Luckin as tech startup

Tim Culpan of Bloomberg notices an oddity about Luckin Coffee, China’s answer to Starbucks:

The pending Nasdaq debut of China’s Luckin Coffee Inc. begs the question of whether it’s a purveyor of beverages, or a technology company.

As I pore through its 286-page IPO filing, I find myself struggling to decide. It’s kind of like Starbucks Corp., I guess, but also a lot like food-delivery giant Meituan Dianping and ride-hailing pioneer Uber Technologies Inc. […]

Luckin posted 841 million yuan ($125 million) in revenue last year, exploding from 250,000 yuan the year prior. But its operating expenses were three times higher than sales at 2.4 billion yuan. And it wasn’t even materials, store rentals or admin expenses that blew out the bottom line.

Marketing costs were 746 million yuan last year. To make every 100 yuan from selling coffee, Luckin spent 152 yuan to produce and market that cup – not including rent and general expenses.

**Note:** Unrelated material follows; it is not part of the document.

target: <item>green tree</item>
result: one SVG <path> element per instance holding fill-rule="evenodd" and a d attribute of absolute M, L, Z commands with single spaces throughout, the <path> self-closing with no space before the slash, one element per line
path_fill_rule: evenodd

Spending three times more than revenue makes Luckin a tech startup, not an F&B company.

Is it also part of the Belt and Road?

I previously wrote about Luckin here.

Starbucks finally meets its match in China

Its name is Luckin Coffee, it has opened about 500 outlets since its launch earlier this year, and it is reported to be worth over $1 billion, making it China’s first coffee unicorn.

Jeffrey Towson of Peking University has been asking for years why Starbucks doesn’t have a serious competitor in China. Well, now it does.

Naturally, Luckin doesn’t have cash registers and you have to order through their app and pay through China’s mobile panopticon of WeChat/Alipay or the company’s own payment function.

“My take is their big weapon is digital + lower prices + tons of locations,” according to Towson. Is this the Starbucks killer?

Luckin Coffee has the stated goal of beating Starbucks, but even without doing that, they can potentially build a profitable business by getting more Chinese to drink coffee. The current per capita average is four to five cups per year.